Para un usuario particular podemos tener trabajando un sistema de energía solar térmica fabricando agua caliente sanitaria (ACS) para la ducha, el baño o la cocina. Además si implementamos la superficie de colectores podemos ayudar al sistema de calefacción por agua caliente y incluso podemos obtener un sistema de refrigeración con aire acondicionado con la energía solar térmica mediante los elementos adecuados.

Para los que dispongan de una piscina, podemos alargar la temporada de baño con el excedente de la acumulación de ACS.

Un sistema de calefacción por suelo radiante a baja temperatura es ideal para trabajar con nuestro sistema solar térmico además en el que se obtiene un alto grado de confort.
En cuanto a la energía solar fotovoltaica puedo enunciar una larga lista de necesidades en la cual está implicada la electricidad, pero especialmente me basaré en las casas en las cuales todavía no se tiene acceso a la electricidad por el excesivo coste de instalación y en las viviendas que desean tener un autoconsumo y cierta independencia de las compañías eléctricas además de ahorrar una importante suma anual en las facturas.

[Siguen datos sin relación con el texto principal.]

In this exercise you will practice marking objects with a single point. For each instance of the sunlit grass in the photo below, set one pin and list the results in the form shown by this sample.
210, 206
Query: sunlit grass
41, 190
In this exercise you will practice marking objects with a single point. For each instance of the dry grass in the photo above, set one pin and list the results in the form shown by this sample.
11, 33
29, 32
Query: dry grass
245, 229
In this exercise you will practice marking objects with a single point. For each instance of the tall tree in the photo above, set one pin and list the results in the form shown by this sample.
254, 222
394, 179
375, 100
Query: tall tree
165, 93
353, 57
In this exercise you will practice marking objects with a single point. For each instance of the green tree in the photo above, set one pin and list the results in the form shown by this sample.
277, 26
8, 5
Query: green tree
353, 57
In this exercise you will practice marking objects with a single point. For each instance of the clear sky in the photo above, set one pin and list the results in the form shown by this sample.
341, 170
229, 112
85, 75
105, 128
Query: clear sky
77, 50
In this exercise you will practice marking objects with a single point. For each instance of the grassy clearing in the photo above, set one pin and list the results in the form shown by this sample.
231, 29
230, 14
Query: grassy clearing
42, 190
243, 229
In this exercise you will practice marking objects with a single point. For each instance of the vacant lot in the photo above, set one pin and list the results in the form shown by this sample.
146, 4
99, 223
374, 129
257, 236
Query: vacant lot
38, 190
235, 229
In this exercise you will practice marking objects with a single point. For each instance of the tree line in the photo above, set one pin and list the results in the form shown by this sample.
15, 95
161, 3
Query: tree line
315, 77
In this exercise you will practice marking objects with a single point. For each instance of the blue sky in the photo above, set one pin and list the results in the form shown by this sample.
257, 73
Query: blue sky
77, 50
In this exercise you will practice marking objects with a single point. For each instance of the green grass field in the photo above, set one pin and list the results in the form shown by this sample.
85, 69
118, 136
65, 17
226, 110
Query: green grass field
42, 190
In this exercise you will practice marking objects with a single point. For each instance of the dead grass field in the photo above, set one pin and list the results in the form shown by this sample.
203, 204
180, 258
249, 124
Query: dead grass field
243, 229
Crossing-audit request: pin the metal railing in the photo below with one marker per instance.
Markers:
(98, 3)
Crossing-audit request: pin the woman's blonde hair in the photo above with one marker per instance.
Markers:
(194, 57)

En cuanto al sector empresarial se han de tener en cuenta la gran multitud de estudios económicos acerca de la viabilidad de los proyectos de energía solar.
Instalar un sistema de energía solar es muy rentable a la corta y a la larga en empresas donde interviene una gran cantidad de agua caliente a baja temperatura y/o donde se necesita un aporte extra de electricidad.

En una empresa, la implantación de un sistema de energía solar es deducible del impuesto de sociedades por lo que además de desgravar y pagar menos a hacienda invertimos ese capital en implementar nuestro negocio y hacerlo aún más rentable.

La energía eólica supone una alternativa en entornos rurales donde se necesita un sistema eléctrico seguro y muy eficiente. Las placas solares fotovoltaicas funcionan cuando hay sol cargando las baterías o inyectando electricidad directamente a nuestra red. Por la noche cuando no hay sol y generalmente corre el aire, los mini aerogeneradores trabajan en paralelo  con las placas para seguir generando electricidad y además cuando no hay sol ni viento y las baterías se han descargado, tenemos un generador trabajando en el peor de los casos, a esto se le llama cogeneración y las aplicaciones son tantas que la lista se hace interminable. Como ejemplo, hemos de tener en cuenta          que las bombas que funcionan con electricidad tienen un rendimiento más elevado que los clásicos molinos de viento que se emplean para bombear agua directamente del pozo, además que estos molinos han de situarse encima del pozo. En cambio un sistema de bombeo solar puede instalarse en un lugar alejado de la bomba de extracción.

A modo de resumen es importante constatar el alto grado de eficiencia adquirido junto a unos costes de implantación descendiendo poco a poco configuran unos sistemas energéticos eficientes, sostenibles, limpios y cada vez más rentables.